Kasperski tłumaczy się przed internautami

Kasperski tłumaczy się przed internautami

keyboard
keyboard
Mateusz
22.10.2009 22:00

Ogromne zamieszanie wywołała ostatnio wypowiedź Jewgienija Kasperskiego, szefa Kaspersky Lab, który przedstawił swoje pomysły dotyczące zwiększenia bezpieczeństwa w Sieci. Fala krytyki, jaka na niego spadła zmusiła go do wyjaśnienia o co tak naprawdę mu chodziło.

Ogromne zamieszanie wywołała ostatnio wypowiedź Jewgienija Kasperskiego, szefa Kaspersky Lab, który przedstawił swoje pomysły dotyczące zwiększenia bezpieczeństwa w Sieci. Fala krytyki, jaka na niego spadła zmusiła go do wyjaśnienia o co tak naprawdę mu chodziło.

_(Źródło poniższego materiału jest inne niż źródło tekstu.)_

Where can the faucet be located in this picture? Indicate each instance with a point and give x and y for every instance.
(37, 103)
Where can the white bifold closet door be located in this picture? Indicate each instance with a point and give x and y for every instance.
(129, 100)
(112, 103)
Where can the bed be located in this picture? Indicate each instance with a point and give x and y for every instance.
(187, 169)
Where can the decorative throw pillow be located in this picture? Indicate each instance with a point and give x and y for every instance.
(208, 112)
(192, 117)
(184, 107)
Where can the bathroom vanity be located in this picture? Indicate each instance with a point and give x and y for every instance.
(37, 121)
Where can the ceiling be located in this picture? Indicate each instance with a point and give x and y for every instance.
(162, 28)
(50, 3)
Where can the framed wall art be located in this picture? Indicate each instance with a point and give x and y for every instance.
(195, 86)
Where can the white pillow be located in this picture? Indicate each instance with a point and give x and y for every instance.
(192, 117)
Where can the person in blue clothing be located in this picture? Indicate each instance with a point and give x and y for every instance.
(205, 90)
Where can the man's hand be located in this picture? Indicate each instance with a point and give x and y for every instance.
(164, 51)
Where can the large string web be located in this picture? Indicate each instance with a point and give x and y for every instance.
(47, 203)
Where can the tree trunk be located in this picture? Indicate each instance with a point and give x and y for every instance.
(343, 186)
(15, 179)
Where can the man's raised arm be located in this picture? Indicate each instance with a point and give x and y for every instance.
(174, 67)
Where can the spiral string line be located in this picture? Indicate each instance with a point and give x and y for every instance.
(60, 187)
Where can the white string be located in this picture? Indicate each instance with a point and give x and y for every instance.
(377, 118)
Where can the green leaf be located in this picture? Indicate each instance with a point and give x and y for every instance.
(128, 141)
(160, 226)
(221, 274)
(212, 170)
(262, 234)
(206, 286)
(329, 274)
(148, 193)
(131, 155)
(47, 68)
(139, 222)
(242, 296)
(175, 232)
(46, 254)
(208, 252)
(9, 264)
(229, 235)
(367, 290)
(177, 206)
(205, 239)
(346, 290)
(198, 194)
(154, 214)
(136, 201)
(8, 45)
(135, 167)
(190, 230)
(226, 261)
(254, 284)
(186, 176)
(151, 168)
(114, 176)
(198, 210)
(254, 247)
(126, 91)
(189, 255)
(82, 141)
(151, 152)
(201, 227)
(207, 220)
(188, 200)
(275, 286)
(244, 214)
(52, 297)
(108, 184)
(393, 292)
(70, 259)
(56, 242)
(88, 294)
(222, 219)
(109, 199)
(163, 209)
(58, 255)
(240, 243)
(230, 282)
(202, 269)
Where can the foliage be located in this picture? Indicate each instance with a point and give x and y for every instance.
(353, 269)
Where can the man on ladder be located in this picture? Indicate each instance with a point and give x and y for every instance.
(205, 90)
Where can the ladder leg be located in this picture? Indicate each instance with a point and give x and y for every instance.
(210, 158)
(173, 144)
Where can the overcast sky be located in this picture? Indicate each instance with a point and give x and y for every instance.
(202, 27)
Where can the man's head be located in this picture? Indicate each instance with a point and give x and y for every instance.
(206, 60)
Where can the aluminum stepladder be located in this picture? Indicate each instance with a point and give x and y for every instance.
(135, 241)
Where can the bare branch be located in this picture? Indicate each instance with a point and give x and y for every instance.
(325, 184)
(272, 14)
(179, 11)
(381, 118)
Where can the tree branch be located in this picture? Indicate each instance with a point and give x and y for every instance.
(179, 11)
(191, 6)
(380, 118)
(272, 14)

Na początku Kasperski wyjaśnił jak wygląda anonimowość w Sieci. Według niego anonimowi są jedynie cyberprzestępcy, którzy potrafią się ukryć, a nie zwykli użytkownicy internetu. Ich w każdej chwili mogą odnaleźć odpowiednie organy.

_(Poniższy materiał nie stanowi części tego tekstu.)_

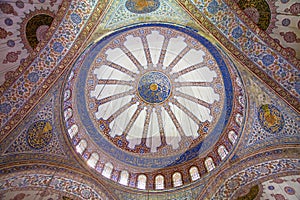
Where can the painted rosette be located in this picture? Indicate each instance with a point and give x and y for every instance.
(154, 96)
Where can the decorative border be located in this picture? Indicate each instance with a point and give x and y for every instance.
(53, 73)
(189, 159)
(203, 21)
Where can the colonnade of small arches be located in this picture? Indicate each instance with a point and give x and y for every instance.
(159, 180)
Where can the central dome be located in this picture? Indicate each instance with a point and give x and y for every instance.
(151, 96)
(154, 87)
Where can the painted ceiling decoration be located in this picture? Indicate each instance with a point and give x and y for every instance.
(162, 93)
(149, 99)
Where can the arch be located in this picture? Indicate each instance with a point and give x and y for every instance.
(222, 151)
(209, 164)
(142, 180)
(107, 171)
(124, 177)
(194, 173)
(81, 146)
(239, 119)
(73, 130)
(92, 161)
(159, 182)
(68, 113)
(232, 137)
(177, 179)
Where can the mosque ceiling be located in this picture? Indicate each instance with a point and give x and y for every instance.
(148, 99)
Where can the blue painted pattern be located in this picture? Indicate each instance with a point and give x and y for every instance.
(154, 87)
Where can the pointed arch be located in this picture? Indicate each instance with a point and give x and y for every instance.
(107, 171)
(194, 173)
(209, 164)
(159, 182)
(222, 151)
(177, 179)
(93, 159)
(81, 146)
(124, 177)
(142, 180)
(232, 137)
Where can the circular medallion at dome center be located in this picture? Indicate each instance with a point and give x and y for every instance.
(154, 87)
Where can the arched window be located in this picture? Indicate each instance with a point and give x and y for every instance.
(68, 113)
(73, 130)
(232, 137)
(124, 177)
(177, 179)
(159, 182)
(142, 180)
(108, 167)
(93, 159)
(209, 164)
(81, 146)
(67, 95)
(222, 151)
(194, 173)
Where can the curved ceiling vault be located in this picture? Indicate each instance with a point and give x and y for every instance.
(149, 99)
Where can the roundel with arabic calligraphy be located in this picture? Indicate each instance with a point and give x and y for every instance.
(152, 91)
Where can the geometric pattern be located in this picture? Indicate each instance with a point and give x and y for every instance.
(52, 145)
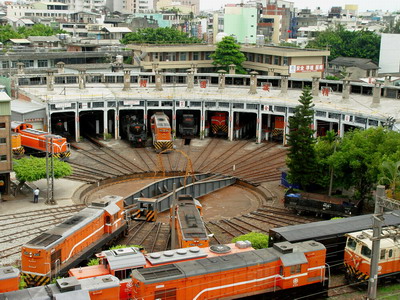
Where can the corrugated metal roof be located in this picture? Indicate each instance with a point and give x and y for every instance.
(117, 29)
(50, 38)
(23, 107)
(20, 41)
(125, 258)
(337, 227)
(292, 259)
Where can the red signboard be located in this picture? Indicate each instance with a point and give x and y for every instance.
(306, 68)
(143, 82)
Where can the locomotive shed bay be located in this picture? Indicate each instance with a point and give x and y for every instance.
(227, 213)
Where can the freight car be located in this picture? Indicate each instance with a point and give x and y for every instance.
(188, 127)
(161, 132)
(64, 246)
(219, 123)
(98, 288)
(9, 279)
(120, 262)
(189, 225)
(358, 252)
(135, 131)
(286, 269)
(330, 233)
(36, 139)
(323, 205)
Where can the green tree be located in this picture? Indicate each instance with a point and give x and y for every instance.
(358, 159)
(159, 36)
(301, 158)
(7, 32)
(324, 148)
(39, 30)
(33, 168)
(227, 53)
(390, 176)
(392, 27)
(258, 240)
(342, 42)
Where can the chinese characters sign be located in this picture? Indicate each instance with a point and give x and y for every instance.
(306, 68)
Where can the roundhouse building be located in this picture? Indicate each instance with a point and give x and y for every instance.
(252, 103)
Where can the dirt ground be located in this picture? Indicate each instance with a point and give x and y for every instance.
(225, 203)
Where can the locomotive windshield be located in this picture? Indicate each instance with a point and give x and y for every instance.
(351, 243)
(366, 251)
(188, 121)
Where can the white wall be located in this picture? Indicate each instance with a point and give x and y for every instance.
(389, 58)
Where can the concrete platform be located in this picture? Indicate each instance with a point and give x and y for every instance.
(63, 194)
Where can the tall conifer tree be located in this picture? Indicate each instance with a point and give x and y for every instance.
(301, 157)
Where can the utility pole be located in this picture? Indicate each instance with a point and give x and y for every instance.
(381, 202)
(50, 169)
(173, 218)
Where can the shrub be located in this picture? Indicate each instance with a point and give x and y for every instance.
(94, 262)
(257, 239)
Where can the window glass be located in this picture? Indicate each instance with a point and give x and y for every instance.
(351, 243)
(295, 269)
(382, 256)
(366, 251)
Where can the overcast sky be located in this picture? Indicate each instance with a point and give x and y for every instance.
(363, 5)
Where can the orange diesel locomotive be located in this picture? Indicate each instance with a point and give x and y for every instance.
(16, 145)
(98, 288)
(284, 269)
(161, 131)
(9, 279)
(36, 139)
(358, 251)
(55, 251)
(121, 262)
(219, 123)
(189, 225)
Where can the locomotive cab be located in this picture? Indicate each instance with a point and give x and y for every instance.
(145, 210)
(358, 253)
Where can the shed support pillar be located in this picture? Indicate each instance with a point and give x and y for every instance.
(259, 125)
(105, 122)
(116, 124)
(77, 129)
(202, 122)
(230, 126)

Kasperski dodał też, że nie obchodzi go co robią ludzie na forach internetowych czy blogach, a "wyeliminowanie anonimowości" oznacza, że każdy musi przedstawić swój dowód tożsamości dostawcy i to tylko on będzie wiedział kim naprawdę jesteśmy.

Jednym z pomysłów Jewgienija jest stworzenie wyspecjalizowanych sieci biznesowych i rządowych, które gwarantowałyby firmom i instytucjom bezpieczeństwo. Dostęp do niezabezpieczonych sieci otrzymaliby natomiast zwykli internauci.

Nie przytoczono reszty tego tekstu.